Educational censorship in Florida has gone too far, and DeSantis knows it | Opinion

As Gov. Ron DeSantis has tacitly admitted, the tide of censorship in Florida schools and colleges has gone too far. And it’s long past time to reverse this destructive trend.

More harmful legislation poised to undermine our education system is working its way through Tallahassee this week. Despite an outcry from organizations across the state and country, the House of Representatives is expected to pass House Bill 1291 at any moment.

This bill, like its now-blocked predecessor, the Stop WOKE Act, attempts to censor college-level teacher preparation courses, essential for those entering the profession. Alongside its counterpart, Senate Bill 1372, the bill prohibits programs that are “based on theories that systemic racism, sexism, oppression and privilege are inherent in the institutions of the United States and were created to maintain social, political and economic inequities.” The bill comes amid a severe shortage of teachers in the state.

Last week, the governor and Education Commissioner Manny Diaz, Jr., alongside one of the founders of Moms for Liberty, addressed the rampant book banning in Florida. While DeSantis clung to the refrain that “book bans are a hoax,” he also urged the Florida Legislature to “fine-tune” the school book challenge process. The real message from the press conference and deeper truth is that book bans in our state have spiraled out of control and DeSantis and Diaz know it.

While DeSantis and Diaz continue to blame others for the crisis they orchestrated, their admission that the situation is toxic and must be addressed opens a path to cleaning up the mess.

These are important cracks in the facade of the unrelenting wave of censorship we have seen since 2021, but they represent only incremental steps. Florida’s education system is experiencing dire consequences and harm from the actions of this administration and Legislature. It is also far too little when the Florida Legislature persists in attempting to embed erasure and censorship at the core of our education system.

These bills incorporate the same provisions of the Stop WOKE Act enshrined in the Florida Statutes, which limit classroom instruction on race and gender in Florida’s public schools, colleges and universities. In a lawsuit filed to challenge these provisions, federal Judge Mark E. Walker found such prohibitions to be “positively dystopian... if liberty means anything at all it means the right to tell people what they do not want to hear.”’

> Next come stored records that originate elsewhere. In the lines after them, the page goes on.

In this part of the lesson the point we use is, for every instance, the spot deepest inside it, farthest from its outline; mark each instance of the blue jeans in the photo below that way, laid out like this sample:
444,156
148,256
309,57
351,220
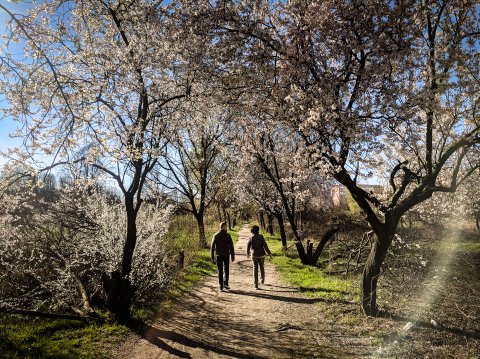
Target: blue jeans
258,262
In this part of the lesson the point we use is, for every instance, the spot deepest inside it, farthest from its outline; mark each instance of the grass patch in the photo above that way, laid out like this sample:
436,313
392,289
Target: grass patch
310,280
194,272
53,338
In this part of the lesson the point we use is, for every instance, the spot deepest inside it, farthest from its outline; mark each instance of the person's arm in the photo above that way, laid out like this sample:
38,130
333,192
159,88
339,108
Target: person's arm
232,248
212,249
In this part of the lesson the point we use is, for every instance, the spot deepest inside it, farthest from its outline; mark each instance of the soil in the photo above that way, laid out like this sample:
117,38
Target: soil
275,321
278,321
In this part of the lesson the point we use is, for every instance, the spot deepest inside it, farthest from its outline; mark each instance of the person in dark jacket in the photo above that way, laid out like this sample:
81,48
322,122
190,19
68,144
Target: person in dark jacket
222,244
259,249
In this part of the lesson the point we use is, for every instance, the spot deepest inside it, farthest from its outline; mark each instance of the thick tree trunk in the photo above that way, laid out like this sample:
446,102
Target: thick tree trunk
131,239
117,286
119,293
372,270
220,219
281,227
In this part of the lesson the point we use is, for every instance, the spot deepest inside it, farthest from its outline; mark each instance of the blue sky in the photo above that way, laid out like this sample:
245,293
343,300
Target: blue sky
7,125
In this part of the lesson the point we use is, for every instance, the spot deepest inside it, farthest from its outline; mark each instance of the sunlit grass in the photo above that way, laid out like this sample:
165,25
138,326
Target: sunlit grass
194,272
53,338
310,280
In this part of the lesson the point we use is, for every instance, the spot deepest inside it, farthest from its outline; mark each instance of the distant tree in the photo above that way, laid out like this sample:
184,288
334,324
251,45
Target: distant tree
391,86
54,249
194,163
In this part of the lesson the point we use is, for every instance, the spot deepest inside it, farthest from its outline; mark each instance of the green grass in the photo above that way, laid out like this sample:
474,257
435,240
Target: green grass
22,337
52,338
195,271
311,280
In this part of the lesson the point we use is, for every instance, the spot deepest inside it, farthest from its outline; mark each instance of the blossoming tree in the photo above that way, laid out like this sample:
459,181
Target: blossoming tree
103,75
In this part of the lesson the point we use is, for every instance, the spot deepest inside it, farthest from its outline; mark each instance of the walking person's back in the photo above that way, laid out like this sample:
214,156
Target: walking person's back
222,246
259,248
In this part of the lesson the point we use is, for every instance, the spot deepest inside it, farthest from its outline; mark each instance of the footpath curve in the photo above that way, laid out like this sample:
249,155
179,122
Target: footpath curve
276,321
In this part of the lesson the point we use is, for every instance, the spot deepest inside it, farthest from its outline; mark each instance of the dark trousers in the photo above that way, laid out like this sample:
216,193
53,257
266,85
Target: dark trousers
258,262
222,265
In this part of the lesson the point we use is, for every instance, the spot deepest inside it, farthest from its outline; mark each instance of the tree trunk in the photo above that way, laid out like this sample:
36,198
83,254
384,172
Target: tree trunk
372,269
119,293
117,286
131,239
219,213
281,227
201,231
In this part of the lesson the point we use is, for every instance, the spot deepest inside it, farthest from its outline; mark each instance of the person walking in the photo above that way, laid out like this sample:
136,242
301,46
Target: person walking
222,244
259,249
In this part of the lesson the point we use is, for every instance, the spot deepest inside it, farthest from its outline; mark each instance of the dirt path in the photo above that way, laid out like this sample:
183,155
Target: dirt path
273,322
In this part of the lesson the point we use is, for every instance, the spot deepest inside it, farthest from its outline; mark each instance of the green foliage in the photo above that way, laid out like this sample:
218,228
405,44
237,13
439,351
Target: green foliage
197,265
53,338
311,280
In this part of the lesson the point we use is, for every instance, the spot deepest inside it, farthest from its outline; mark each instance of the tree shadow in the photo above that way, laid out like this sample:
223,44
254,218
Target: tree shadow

The failure of the Stop WOKE Act serves as stark evidence that bills like SB 1372/HB 1291 offer no meaningful change to improve Floridians’ lives. Quite the opposite. The range of educational censorship bills advanced in the past three years are destroying our educational system, with generational consequences for all students passing through Florida schools. These bills, coupled with local movements to ban books, are working to keep Floridians in the dark, uninformed and uneducated.

We need our teachers. We need them well-informed, educated and empowered to prepare the next generation as citizens in a pluralistic society. And we need the people who train them to be able to do their jobs without fear of reprisal.

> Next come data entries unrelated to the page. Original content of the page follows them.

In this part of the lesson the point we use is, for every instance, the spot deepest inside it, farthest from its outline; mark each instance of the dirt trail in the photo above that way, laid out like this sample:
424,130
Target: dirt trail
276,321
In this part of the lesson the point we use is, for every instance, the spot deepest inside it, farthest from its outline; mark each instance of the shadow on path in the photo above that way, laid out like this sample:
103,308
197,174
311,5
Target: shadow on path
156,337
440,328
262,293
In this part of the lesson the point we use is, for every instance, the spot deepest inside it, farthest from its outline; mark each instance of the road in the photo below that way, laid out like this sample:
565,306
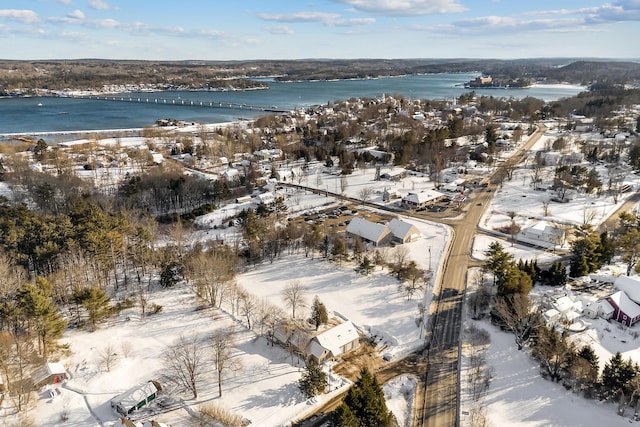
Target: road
438,396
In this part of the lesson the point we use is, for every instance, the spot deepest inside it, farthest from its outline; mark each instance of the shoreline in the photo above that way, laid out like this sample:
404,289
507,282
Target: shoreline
115,133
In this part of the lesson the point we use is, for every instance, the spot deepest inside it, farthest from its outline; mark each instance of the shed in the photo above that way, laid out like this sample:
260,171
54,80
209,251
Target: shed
136,397
403,232
625,310
50,373
369,231
334,342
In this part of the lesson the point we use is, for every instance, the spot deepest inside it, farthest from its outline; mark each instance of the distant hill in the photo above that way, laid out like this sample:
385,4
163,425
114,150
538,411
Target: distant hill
194,74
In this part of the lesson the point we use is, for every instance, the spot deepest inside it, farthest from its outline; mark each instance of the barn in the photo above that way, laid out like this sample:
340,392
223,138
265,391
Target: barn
378,234
136,398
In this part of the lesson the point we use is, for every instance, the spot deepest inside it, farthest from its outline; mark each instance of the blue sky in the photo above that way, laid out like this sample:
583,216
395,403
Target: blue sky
293,29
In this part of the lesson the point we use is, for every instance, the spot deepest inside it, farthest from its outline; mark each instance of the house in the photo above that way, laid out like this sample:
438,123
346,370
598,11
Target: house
333,342
375,233
630,286
50,373
403,232
420,200
625,310
136,398
544,234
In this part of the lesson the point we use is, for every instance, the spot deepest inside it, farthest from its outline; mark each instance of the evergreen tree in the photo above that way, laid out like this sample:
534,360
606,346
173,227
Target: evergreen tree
313,381
366,400
344,417
95,301
319,314
498,262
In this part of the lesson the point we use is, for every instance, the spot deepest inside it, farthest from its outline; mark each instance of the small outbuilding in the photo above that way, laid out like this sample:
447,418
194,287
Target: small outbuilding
136,398
50,373
544,234
403,232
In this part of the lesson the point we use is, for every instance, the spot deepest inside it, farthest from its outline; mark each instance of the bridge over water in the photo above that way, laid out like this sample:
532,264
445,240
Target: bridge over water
183,102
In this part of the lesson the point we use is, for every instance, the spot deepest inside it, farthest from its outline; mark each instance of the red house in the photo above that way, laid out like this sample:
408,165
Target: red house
625,310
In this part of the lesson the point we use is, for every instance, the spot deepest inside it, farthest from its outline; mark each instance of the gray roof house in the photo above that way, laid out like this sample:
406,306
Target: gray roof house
375,233
333,342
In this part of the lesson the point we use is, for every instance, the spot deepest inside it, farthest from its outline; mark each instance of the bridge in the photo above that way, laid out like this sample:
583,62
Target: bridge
183,102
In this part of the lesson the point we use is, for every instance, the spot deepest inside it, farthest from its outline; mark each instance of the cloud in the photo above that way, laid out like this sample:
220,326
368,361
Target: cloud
21,15
99,5
297,17
327,19
76,14
279,30
405,7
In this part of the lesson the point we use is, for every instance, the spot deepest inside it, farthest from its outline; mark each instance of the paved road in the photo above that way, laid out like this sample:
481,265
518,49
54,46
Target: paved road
437,400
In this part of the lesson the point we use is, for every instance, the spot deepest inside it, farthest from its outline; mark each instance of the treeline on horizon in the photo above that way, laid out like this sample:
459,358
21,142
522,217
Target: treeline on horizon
94,73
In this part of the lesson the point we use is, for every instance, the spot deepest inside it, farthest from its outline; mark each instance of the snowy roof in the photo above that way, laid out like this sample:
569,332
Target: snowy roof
563,304
625,304
333,339
371,231
422,196
630,286
132,397
53,368
402,229
543,227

What we are seeing now is a collective desire to restore reason, logic and common sense to our school system, following years of worsening confusion, fear and disarray. DeSantis should listen to his own advice; if he is the one calling out this overreach chaos, he should be willing to take steps to curb it.

The wave of educational censorship has gone too far, but the tide can and will change. The Legislature should vote no on HB 1291 and SB 1372 and if not, the governor should swiftly veto. Florida should be a beacon of academic freedom and free expression, a state that embraces and learns from its history and shines based on the diversity of thought and experience that are the fabric of our state. We are not, in fact, where “WOKE goes to die.” This is Florida, where we, all of us, come to flourish.

Katie Blankenship is director of PEN America’s Florida office.